Due regie puntano su effetti visivi estremi – piattaforme rotanti in Maria Stuarda, spogliarsi e rivestirsi in Giulio Cesare – ma il risultato è caotico e spesso privo di senso, nonostante alcune buone prove musicali. Opere che sono tutto un ruotare e passeggiare, uno spogliarsi e rivestirsi

Due nuove produzioni del Festival di Salisburgo di quest’estate rischiano di dare argomenti a chi sbraita contro le malefatte dei registi. Quella di Maria Stuarda di Donizetti è una delle più folli che io abbia mai visto. In scena, ci sono soltanto due enormi piattaforme rotonde e inclinate che girano su loro stesse e, contemporaneamente, anche all’interno, piatti rotanti che ricordano una vecchia attrazione del luna park. Su una, Elisabetta; sull’altra, Stuarda. Entrambe non ne scendono mai ma non stanno nemmeno mai ferme, perché continuamente impegnate a camminare in senso contrario alla rotazione e sempre accompagnate da ballerini-mimi egualmente peripatetici. La recitazione è quella stereotipata dei cantanti lirici standard e il coro è sistemato sullo sfondo, a distanze siderali: il regista, Ulrich Rasche, come tutti quelli che vengono dalla prosa non ha la minima idea di come muoverlo, quindi lo lascia fermo. Seguono a cena discussioni sulla simbologia, con ipotesi molto basiche, prêt-à-penser: la vita è una ruota che gira? Il potere è un meccanismo inesorabile? Ci stanno prendendo per il beep? Boh. Di certo, c’è che questo continuo giramento sul palco ne produce presto in platea un altro, più intimo e personale, tanto più che a parte tutto questo passeggiare e ruotare, ruotare e passeggiare non succede molto, e in ogni caso nulla di significativo.

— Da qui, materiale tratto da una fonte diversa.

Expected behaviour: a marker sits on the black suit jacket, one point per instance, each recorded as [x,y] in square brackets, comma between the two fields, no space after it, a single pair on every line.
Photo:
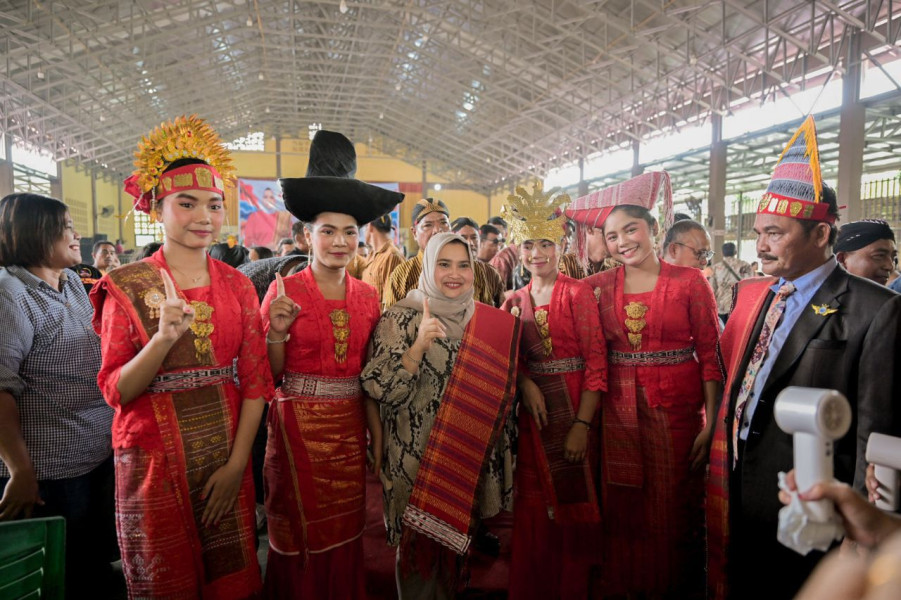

In questo involontario teatro dell’assurdo, fanno del loro meglio gli unici che sappiano qualcosa di Donizetti, cioè il direttore, Antonello Manacorda, puntualissimo nonostante gli inevitabili problemi di coordinamento con la scena, e la protagonista, la bravissima Lisette Oropesa che, al netto di una voce forse un po’ piccola per il Großes Festspielhaus e qualche portamento di troppo, canta divinamente bene. Ma Leicester, Bekhzod Davronov, è fragilissimo; Talbot, Aleksei Kulagin, sembra la caricatura dell’orco delle favole e, soprattutto, è un disastro Elisabetta, perché Kate Lindsey non è semplicemente in grado di eseguire la parte, peraltro vistosamente tagliata, e compensa recitando come Crudelia De Mon però vestita da Frau Blücher di Frankenstein Junior (qui però i nitriti sono home made). Di più insensato di questa serata c’è solo che il pubblico la applauda, ma si sa che sopra le Alpi questo repertorio non l’hanno mai capito, ed evidentemente perseverano.


Invece Dmitri Cerniakov è un grande regista, fin dai tempi della Traviata “delle zucchine” che tanto scandalizzò le care salme della Scala. Ma quando un grande regista sbaglia uno spettacolo, lo sbaglia alla grande, com’è il caso di questo Giulio Cesare di Händel ambientato in un bunker sotterraneo mentre è in corso in qualche bombardamento. Per carità: lo si può mettere ovunque, anche su Marte, purché lo spostamento spazio-temporale abbia un senso. Qui, duole dirlo, non l’ha, né c’è un’idea forte che regga lo spettacolo, a parte un overacting che consiste soprattutto nello spogliarsi e rivestirsi continuamente: per quattro ore, un po’ poco. Peccato perché la parte musicale, a parte una Cornelia impossibile, non sarebbe male, a partire dalla direzione animosa di Emmanuelle Haïm con il suo Concert d’Astrée. Ci sono una buona Cleopatra, Olga Kulchynska, un eccellente Sesto, il nostro Federico Fiorio, e un notevole Tolomeo, Yuriy Mynenko. In questa sagra dei controtenori, Christophe Dumaux, che è “il” Tolomeo dei nostri giorni, ascoltato almeno dieci volte, ha deciso di passare al protagonista: canta sempre bene (notevole la messa di voce all’attacco di “Aure, deh, per pietà”), ma come interprete funziona meglio come faraone psicopatico che come Cesare un po’ irrisolto.